Graduation. That first date. The wedding. Maybe that interview for a coveted job. There are so many big moments in our lives—moments that stick in our memories for a lifetime. And some of these events might even change our lives for good, so we want them to go well.
What we might not appreciate quite as much is that critical “moments” start before we’re born. Technically, they’re not just brief moments in time; rather, there are specified periods that need to go well in order to help ensure not only a healthy newborn baby, but also continued good growth and development into adulthood. Let’s examine this timeline in more detail.
Terms of Embryogenesis
It’s helpful to consider the period from conception to birth as a series of stages. The first stage is known as the germinal period. It begins after the sperm fertilizes the egg. This forms a cell called a zygote, which begins to divide, eventually forming a hollow ball of cells known as a blastocyst. The blastocyst ultimately reaches the uterus and attaches itself to the uterine wall. (If for some reason this course of events does not happen at this stage, there is no baby-to-be.)
Around this time, the ball begins to be called an embryo. It won’t be a ball for long, because the cells respond to cues from their surroundings to become different types of cells, which ultimately form organs and body parts. For example, the neural tube which encloses the future spine, spinal cord and brain closes around the 27th day of life. The beginnings of limbs (arms and legs) form around day 30, and the heart in its mature form around the 5th week. Thus, if something goes wrong during the embryonic period, the organs may not form correctly.
At about week 10 there’s another name change. The future infant now becomes known as a fetus. The organs are well formed at this point, and in many ways, the fetus actually begins to look like a little person! The challenge at this point is to make sure that the fetus continues to grow, and that certain organ systems that take longer to mature—probably most importantly, the brain and nervous system—are given the best opportunity to do so.

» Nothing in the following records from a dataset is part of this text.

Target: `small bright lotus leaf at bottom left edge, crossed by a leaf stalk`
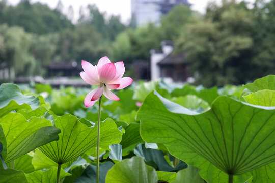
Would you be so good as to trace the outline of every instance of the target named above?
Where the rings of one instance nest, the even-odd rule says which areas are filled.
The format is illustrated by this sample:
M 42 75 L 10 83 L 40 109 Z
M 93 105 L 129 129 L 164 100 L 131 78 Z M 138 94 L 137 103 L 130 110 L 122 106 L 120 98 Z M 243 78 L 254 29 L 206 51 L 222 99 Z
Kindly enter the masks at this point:
M 30 174 L 25 174 L 29 183 L 52 183 L 57 181 L 57 167 L 51 167 L 47 171 L 35 171 Z M 60 179 L 71 174 L 66 173 L 63 169 L 60 171 Z

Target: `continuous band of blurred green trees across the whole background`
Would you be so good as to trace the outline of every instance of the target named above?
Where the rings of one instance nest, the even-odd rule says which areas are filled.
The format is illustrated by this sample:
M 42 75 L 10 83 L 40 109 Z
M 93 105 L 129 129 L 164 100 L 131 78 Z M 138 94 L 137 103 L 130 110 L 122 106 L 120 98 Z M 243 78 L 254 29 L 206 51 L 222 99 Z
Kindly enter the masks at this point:
M 17 76 L 43 75 L 52 62 L 95 64 L 107 55 L 129 69 L 136 60 L 149 63 L 162 40 L 173 40 L 172 54 L 185 52 L 197 84 L 240 84 L 275 72 L 275 0 L 212 2 L 205 14 L 176 6 L 159 25 L 142 27 L 95 5 L 81 7 L 78 20 L 75 13 L 61 1 L 53 10 L 29 0 L 0 1 L 0 67 L 13 67 Z

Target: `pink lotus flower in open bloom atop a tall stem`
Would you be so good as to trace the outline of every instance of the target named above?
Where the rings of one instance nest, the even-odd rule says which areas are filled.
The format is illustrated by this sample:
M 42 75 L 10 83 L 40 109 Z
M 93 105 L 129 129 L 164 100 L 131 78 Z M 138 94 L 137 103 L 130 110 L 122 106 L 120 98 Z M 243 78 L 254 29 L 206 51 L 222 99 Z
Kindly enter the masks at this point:
M 84 71 L 80 72 L 81 78 L 88 84 L 98 85 L 85 97 L 86 107 L 94 105 L 102 94 L 110 100 L 119 100 L 110 90 L 123 89 L 133 82 L 130 77 L 122 77 L 125 72 L 124 63 L 121 61 L 114 64 L 107 56 L 102 57 L 96 66 L 82 60 L 82 68 Z

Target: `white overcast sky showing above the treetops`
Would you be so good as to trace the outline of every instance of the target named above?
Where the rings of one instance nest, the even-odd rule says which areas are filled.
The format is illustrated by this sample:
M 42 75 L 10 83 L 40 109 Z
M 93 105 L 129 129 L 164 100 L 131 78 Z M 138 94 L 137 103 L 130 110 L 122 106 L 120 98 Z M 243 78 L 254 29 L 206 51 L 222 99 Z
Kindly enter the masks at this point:
M 221 2 L 222 0 L 216 0 L 216 2 Z M 254 2 L 254 0 L 246 0 L 249 2 Z M 20 0 L 8 0 L 10 4 L 16 5 Z M 34 2 L 47 3 L 49 7 L 55 8 L 57 6 L 57 0 L 31 0 Z M 192 4 L 191 9 L 199 11 L 201 13 L 205 12 L 205 8 L 208 0 L 189 0 Z M 74 9 L 74 18 L 77 18 L 79 7 L 86 7 L 88 4 L 96 4 L 101 12 L 106 12 L 107 15 L 121 15 L 123 22 L 127 22 L 131 17 L 131 0 L 63 0 L 65 13 L 68 7 L 72 5 Z

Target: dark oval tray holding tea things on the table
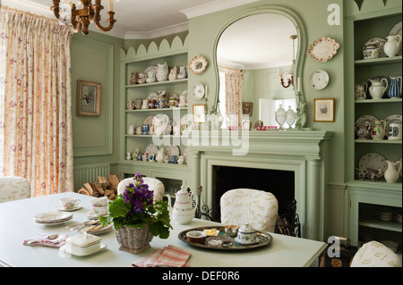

Challenges: Drugs, Infections, and More
When we know a little more about what develops when, it becomes easier to understand how the process can go wrong. One of the best-known examples was thalidomide, a drug used in the 1950s for morning sickness in pregnant women. Babies born to women who took the drug suffered from a variety of birth defects, the most prominent of which were deformed limbs. This drug was largely responsible for closer regulation of medications by governments worldwide. (Thalidomide has since become popular as a cancer treatment.)
Drugs like thalidomide, as well as certain infections like rubella (commonly known as “German measles”) exert their negative effects most in early pregnancy, although it’s a good idea to also prevent an older fetus from being exposed. Alcohol can also cause birth defects when ingested early on; however, many of alcohol’s more subtle effects show up in late-pregnancy drinkers. Children exposed in this manner may not have frank birth defects, but they will have problems achieving milestones and learning. Similarly, both cigarette and marijuana smoking may exert subtle effects on growth and development even when used after a baby’s organs are formed. They do this largely by affecting the delivery of nutrients to the unborn baby.
Not all birth defects come from drugs or infections. Spina bifida is a condition where the neural tube doesn’t close; the lower spine and spinal cord remain open to the outside. Nerve damage or even brain damage may occur. One cause is a lack of the vitamin folic acid in the diet early in pregnancy.
Keeping Your Unborn Baby Healthy
When it comes down to it, there is really no “non-critical” period in the life of a baby-to-be. Some medications are so detrimental to the embryo from the time of conception that physicians are only allowed to prescribe them to a woman if several methods of birth control are being used. And many maternal conditions—chicken pox or diabetes, for example—can cause problems either early in pregnancy or at birth. If you are planning to become pregnant (or not planning to not become pregnant), it’s important to know the risks of anything you might be taking, whether prescribed or recreational, and to avoid situations where you might pick up a harmful infection. And if you are pregnant, have that talk with your provider about factors that might affect your baby’s development. Knowing the “when” and “why” of your unborn baby’s development helps reinforce the “what to do.” And when early development goes well, there’s a better chance of growing up healthy and celebrating life’s other great milestones.